18. A non-transitory computer-readable medium storing instructions operable to cause one or more processors to perform operations comprising:
establishing an evidence grid in a map frame based on a pose of an autonomous vehicle;
accumulating hazard data in the evidence grid by:
accumulating visible grid cells in the evidence grid, wherein each visible grid cell is associated with a respective visibility probability indicating a history of visibility determinations associated with the visible grid cell; and
accumulating hazard presence in the evidence grid, wherein each grid cell associated with a presence of a hazard is associated with a hazard presence probability indicating a history of hazard presence determinations with respect to the each grid cell; and
providing the hazard data to a process within the autonomous vehicle for further decision-making or risk mitigation.
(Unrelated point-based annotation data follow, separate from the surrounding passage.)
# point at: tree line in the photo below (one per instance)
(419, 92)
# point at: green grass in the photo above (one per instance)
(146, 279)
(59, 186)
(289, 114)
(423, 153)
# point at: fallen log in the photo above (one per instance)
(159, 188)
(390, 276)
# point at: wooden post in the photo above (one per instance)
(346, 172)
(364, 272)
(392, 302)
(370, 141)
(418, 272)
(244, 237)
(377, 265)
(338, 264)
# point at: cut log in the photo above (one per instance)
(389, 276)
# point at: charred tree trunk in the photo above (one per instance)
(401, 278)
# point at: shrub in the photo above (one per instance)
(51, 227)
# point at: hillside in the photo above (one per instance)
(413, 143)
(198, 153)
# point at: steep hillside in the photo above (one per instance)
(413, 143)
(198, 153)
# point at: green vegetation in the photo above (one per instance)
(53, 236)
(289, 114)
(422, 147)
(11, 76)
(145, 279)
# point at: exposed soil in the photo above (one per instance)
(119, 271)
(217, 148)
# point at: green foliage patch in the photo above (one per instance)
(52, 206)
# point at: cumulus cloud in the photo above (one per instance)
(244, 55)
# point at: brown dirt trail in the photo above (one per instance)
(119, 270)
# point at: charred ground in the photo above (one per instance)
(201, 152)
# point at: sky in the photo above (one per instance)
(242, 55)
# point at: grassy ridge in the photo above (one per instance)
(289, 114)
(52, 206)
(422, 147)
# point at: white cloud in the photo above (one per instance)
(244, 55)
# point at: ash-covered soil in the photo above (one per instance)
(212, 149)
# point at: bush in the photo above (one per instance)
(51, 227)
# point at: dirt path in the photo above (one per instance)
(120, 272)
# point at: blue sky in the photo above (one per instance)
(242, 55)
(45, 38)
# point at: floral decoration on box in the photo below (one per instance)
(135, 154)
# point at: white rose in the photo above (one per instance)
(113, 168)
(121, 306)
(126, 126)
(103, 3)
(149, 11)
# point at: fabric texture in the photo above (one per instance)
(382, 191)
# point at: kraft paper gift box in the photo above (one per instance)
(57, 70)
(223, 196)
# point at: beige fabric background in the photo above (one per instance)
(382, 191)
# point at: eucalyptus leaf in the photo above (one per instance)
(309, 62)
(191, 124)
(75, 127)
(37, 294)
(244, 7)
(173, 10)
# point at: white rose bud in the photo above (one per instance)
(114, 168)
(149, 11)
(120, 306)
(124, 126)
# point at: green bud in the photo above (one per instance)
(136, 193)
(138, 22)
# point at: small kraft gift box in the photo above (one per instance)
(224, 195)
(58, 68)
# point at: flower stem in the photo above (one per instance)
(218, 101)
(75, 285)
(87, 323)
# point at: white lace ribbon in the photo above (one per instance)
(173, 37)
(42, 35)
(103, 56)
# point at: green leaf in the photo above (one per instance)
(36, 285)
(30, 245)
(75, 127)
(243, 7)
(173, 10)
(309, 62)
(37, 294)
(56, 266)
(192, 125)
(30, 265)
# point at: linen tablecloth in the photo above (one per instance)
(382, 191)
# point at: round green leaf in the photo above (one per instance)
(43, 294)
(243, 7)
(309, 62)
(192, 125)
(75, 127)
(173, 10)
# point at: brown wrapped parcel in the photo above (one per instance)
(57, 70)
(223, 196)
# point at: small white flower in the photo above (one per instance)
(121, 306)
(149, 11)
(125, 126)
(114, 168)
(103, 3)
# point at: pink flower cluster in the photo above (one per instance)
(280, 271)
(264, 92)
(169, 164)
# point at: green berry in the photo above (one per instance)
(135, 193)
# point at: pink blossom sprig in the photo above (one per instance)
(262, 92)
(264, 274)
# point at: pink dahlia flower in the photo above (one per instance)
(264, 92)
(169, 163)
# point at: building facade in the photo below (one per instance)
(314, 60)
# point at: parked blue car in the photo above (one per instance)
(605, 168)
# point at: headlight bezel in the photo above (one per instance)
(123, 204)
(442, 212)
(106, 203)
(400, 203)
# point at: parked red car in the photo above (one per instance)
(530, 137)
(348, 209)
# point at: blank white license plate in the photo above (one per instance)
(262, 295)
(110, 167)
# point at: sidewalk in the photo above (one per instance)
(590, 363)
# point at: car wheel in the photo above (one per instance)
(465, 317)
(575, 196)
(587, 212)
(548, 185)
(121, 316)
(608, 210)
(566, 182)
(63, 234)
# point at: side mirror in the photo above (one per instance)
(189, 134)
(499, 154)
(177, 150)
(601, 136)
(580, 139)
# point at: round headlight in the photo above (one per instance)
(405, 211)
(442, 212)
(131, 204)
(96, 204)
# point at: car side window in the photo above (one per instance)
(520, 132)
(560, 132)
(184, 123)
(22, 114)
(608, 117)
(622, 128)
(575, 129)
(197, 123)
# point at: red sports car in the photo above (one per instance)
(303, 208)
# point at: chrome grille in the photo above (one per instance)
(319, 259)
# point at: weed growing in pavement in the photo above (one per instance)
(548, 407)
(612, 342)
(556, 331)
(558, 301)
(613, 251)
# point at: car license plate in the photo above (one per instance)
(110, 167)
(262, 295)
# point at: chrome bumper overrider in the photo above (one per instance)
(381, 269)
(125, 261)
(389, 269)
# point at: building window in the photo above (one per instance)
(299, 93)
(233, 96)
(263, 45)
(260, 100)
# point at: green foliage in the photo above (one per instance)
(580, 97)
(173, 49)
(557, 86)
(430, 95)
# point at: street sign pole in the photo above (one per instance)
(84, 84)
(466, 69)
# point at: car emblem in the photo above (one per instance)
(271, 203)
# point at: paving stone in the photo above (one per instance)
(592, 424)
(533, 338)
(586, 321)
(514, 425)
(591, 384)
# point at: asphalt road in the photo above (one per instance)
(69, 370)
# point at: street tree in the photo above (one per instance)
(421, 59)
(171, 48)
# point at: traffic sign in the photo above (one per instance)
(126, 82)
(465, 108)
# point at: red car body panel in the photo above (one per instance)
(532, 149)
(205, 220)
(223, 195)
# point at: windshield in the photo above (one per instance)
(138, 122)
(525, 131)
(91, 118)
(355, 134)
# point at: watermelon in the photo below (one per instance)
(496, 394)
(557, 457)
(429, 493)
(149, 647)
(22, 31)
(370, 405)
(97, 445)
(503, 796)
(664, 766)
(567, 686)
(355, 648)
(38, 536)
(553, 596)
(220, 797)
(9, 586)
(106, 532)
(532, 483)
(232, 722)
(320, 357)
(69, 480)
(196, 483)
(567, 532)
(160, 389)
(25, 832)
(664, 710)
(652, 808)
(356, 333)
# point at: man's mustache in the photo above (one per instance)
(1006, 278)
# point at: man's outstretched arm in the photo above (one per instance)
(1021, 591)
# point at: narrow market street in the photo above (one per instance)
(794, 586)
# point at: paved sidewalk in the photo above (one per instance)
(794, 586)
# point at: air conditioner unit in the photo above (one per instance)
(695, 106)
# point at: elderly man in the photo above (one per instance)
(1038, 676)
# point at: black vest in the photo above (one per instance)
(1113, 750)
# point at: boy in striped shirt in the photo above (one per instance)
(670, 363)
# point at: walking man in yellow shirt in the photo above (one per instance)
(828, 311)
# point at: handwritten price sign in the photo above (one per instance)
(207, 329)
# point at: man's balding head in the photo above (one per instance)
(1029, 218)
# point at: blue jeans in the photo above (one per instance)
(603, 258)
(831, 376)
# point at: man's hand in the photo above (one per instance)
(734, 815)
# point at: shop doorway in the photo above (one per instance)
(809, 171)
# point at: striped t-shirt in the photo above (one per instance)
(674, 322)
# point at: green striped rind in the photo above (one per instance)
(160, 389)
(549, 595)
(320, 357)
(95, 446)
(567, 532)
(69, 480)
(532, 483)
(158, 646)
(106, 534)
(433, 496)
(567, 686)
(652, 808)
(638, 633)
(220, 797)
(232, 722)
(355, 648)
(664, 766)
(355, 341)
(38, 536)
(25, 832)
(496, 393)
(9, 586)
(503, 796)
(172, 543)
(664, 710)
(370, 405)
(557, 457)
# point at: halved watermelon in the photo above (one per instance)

19. The non-transitory computer-readable medium of claim 18, wherein accumulating the hazard data in the evidence grid further comprises:
accumulating non-drivable points in the evidence grid, wherein each non-drivable point is associated with a respective non-drivable probability indicating a history of non-drivability determination associated with the each non-drivable point.
20. The non-transitory computer-readable medium of claim 18, wherein accumulating the hazard data in the evidence grid comprises:
adding to the hazard data an interaction area with respect to a dynamic object, wherein the interaction area is defined by a series of predicted future time steps of the dynamic object relative to a path or a speed plan of the autonomous vehicle.